If farmers and ranchers answer that call, they’ll be rewarded, says Ted Schroeder, Kansas State University ag economist.
“Producers who sell fed cattle on a grid most directly and immediately benefit from added premiums associated with high-quality cattle,” he says.
Schroeder tracks USDA’s published “branded boxed-beef premium,” which is not as specific as the Urner Barry-reported number but shows a similar pattern (see chart 2). That number compared to the Choice weighted-average grid premium shows, “the two are highly positively correlated.”
“That means, as the wholesale premium for CAB increases, so does the producer’s premium for CAB fed cattle,” he says.
Schroeder estimates 64% of the wholesale premium for branded beef over Choice is passed back to the producer. Of course, he points out, those bonuses vary greatly from one grid to another.
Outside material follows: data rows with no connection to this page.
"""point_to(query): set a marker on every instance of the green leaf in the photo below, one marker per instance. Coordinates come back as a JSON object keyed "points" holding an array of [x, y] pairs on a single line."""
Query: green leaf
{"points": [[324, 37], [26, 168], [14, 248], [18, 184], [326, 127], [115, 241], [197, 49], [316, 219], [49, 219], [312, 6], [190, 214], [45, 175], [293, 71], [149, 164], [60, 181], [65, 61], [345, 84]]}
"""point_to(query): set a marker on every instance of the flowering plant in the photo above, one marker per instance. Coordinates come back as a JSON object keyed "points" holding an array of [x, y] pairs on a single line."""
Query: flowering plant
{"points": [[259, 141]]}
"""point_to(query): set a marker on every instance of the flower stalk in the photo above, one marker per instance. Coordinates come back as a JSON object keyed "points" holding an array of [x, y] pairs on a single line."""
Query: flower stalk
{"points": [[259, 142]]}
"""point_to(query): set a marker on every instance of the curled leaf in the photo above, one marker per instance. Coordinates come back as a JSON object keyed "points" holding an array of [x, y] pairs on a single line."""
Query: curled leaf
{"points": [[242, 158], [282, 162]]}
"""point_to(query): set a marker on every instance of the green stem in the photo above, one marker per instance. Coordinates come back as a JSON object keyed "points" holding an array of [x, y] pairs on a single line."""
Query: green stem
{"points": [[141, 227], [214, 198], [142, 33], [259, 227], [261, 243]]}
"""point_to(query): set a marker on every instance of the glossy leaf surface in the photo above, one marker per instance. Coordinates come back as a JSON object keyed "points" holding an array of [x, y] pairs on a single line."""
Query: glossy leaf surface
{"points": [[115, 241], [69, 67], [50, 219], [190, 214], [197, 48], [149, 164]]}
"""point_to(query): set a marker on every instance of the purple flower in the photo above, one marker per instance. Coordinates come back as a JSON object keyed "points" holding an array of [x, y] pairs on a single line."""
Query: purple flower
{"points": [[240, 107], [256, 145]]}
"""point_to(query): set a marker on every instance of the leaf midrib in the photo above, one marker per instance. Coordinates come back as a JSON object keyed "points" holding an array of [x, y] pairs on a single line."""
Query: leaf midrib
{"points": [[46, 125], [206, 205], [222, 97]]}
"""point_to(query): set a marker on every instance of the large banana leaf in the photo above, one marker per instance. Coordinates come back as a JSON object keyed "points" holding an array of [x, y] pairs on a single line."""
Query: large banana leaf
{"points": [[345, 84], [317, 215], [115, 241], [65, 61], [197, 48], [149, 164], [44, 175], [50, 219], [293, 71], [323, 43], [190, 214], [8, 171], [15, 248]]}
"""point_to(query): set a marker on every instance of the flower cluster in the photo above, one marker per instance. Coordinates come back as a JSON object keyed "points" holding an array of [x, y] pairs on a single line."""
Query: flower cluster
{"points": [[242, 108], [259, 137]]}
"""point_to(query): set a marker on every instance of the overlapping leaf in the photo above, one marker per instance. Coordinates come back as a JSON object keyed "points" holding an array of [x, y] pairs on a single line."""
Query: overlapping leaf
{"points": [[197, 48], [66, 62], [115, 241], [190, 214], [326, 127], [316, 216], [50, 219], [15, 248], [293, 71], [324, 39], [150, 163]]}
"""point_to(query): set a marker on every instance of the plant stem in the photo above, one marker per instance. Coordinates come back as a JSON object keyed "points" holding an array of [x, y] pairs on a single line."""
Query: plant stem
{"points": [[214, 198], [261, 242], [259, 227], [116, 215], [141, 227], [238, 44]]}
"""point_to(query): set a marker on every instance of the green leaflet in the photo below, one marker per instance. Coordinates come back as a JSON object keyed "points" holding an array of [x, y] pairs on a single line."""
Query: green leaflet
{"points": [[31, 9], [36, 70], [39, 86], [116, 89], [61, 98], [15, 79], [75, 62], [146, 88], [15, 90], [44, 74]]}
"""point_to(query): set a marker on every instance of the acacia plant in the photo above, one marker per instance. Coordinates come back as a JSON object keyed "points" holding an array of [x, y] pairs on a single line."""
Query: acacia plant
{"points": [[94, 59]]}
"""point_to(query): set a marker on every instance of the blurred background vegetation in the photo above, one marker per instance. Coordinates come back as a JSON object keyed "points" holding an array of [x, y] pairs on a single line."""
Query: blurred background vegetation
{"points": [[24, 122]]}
Can that trend continue as beef prices inch higher?
“Generally higher beef and fed cattle prices tend to result in larger premiums for CAB cattle and beef,” Schroeder says. “If the recent pattern is an indicator of the probable future—and I think it likely is—then higher beef and fed cattle prices will translate into greater premiums for high-quality branded wholesale beef and CAB grid cattle.”
Meat buyers have already implemented creative solutions as a way to deal with higher prices. Kent says many chefs are lowering quantity, not quality.
“If you cut the portion size down by a couple of ounces and have a great starch and great vegetable to go with it, people will have been well fed, and they will leave with the memory of a great meal.” he says.
The fear that high-priced beef leads people to trade down while pinching-pennies is unfounded when the beef is good enough.
“To my knowledge, our beef packers do not have beef backing up in their coolers and warehouses. They are selling every single pound they produce, and so are we,” Kent says. “The customer demand is for higher quality, better marbled young cattle with consistent flavor, juiciness and tenderness.”
That helps explain CAB’s sixth consecutive record sales year in 2012, which Polzer also attributes to an “insurance policy” effect.
“CAB gives them the best chance to make money,” he says, “because of the additional quality assurance, the consistency that the product provides and ultimately the customer retention.”
Numbers at every level prove that marketing high-quality beef, whether on the hoof or on the plate, leads toward more profit.